As protests erupted following the extrajudicial murder of George Floyd, calls to defund the police began popping up on social media and in the demands of demonstrators taking to the streets. However, as soon as the words “defund the police” were uttered, some in the more moderate mainstream began to act appalled, believing the movement wants to abolish the police with the flick of a switch, but this is not the case.
While there are substantial claims for police abolition that should be considered, that conversation is not the purpose of this article. Instead, let’s breakdown the relatively moderate proposals to allocate funding to more critical aspects of society that encompass many arguments at the heart of the #DefundThePolice hashtag.
WHAT DO MANY PEOPLE MEAN WHEN THEY SAY, “DEFUND THE POLICE?”
For starters, defunding the police does not mean literally getting rid of police departments outright while leaving the current structure of a city in place. Instead, it means taking money intended for already bloated police budgets and investing it into aspects such as schooling, healthcare and infrastructure while also investing in more constructive ways to address problems such as drug addiction, homelessness and mental health matters.
Looking at a city like Detroit, according to the 2019 Comprehensive Annual Financial Report (CAFR), the Detroit Police Department was allocated $330 Million of the city’s budget, vastly more than to other city services. Additionally, according to a 2017 study by the Center for Popular Democracy, Detroit was just one of many cities that spent a majority of its general funding budgets on their police departments.
It is important to remember that when looking at the budget for the Detroit Police Department, it’s fairly small in comparison to other major cities, such as New York or Los Angeles, both of whom have a police budget numbering in the billions of dollars. But, by expressing sentiments to defund the police, many demonstrators are calling attention to the fact that police budgets as they currently stand are not a constructive use of spending in a community. Especially when law officers find themselves responding to situations that would either be better handled by trained mental health professionals and counselors or should not even be handled in a law enforcement matter, to begin with.
Another aspect of the defund police push would see police taken out of schools, where their presence is not always positive, especially when resource officers begin taking on roles traditionally held by counselors. Instead of resource officers and armed security guards, money would very likely be better spent on counselors and aid programs that encourage students to succeed.

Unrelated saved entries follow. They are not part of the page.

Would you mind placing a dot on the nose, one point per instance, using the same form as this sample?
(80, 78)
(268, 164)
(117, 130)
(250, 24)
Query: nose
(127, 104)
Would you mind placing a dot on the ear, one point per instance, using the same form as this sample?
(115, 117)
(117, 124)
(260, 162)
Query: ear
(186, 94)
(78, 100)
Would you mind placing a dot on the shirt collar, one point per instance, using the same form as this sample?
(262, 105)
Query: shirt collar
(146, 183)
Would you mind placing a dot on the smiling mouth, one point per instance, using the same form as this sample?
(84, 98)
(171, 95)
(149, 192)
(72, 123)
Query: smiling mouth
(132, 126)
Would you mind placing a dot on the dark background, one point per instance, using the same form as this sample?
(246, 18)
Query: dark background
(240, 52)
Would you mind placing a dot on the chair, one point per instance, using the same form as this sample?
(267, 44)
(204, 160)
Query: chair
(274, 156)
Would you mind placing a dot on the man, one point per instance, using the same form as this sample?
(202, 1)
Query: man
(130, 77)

Other broader aspects of the defund the police push include ending mass incarceration, the cash bail system, the failed war on drugs and the militarization of police departments. Societal impacts of which can be better understood by reading books such as “The New Jim Crow: Mass Incarceration in the Age of Colorblindness” by author Michelle Alexander or “The End of Policing” by Alex S. Vitale.

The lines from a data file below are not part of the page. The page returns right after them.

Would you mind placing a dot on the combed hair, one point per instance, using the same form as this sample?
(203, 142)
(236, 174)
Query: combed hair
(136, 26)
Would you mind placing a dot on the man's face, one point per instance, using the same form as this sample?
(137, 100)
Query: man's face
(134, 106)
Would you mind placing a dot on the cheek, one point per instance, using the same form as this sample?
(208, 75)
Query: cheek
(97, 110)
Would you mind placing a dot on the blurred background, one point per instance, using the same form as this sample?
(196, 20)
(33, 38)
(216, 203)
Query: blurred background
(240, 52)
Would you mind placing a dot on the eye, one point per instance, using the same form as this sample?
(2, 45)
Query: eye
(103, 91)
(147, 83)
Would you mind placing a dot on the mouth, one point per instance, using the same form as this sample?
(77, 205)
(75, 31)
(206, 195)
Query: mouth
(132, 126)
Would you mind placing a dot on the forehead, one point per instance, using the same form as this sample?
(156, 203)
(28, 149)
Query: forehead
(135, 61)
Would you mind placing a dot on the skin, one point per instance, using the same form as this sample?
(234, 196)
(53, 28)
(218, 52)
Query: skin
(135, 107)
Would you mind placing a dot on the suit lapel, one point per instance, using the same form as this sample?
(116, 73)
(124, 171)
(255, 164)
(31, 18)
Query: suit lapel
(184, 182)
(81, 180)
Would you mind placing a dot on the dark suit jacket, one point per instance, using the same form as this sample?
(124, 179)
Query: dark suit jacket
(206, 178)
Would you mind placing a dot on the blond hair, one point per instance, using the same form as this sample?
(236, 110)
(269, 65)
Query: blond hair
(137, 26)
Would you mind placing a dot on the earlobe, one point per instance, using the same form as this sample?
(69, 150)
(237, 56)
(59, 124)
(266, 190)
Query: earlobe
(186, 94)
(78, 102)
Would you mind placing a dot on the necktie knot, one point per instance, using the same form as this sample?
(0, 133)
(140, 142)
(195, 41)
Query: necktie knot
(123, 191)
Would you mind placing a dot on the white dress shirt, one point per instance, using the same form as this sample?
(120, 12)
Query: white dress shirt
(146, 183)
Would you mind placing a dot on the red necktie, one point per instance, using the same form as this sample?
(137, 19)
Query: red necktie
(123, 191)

Scaling back spending on law enforcement and investing in a community approach has real-life examples. In 2013 the city of Camden, NJ, dismantled their entire police department, instead choosing to focus on de-escalation training, as well as matters that saw law enforcement work more as “guardians” than enforcers. After doing so, the city saw crimes such as shootings and murders decline by 50 percent.
Although there is no way to predict the future, Detroit and many cities are unlikely to see a decline in demonstrations and calls to defund the police until change along the lines of the Camden model is considered. Instead of buying tanks and grenade launchers for law officers, people want schools to be funded, homelessness to not be policed as if it were a crime and for the “us vs. them” mentality of policing to end, instead, approaching the matter of law enforcement with compassion and kindness rather than forceful control.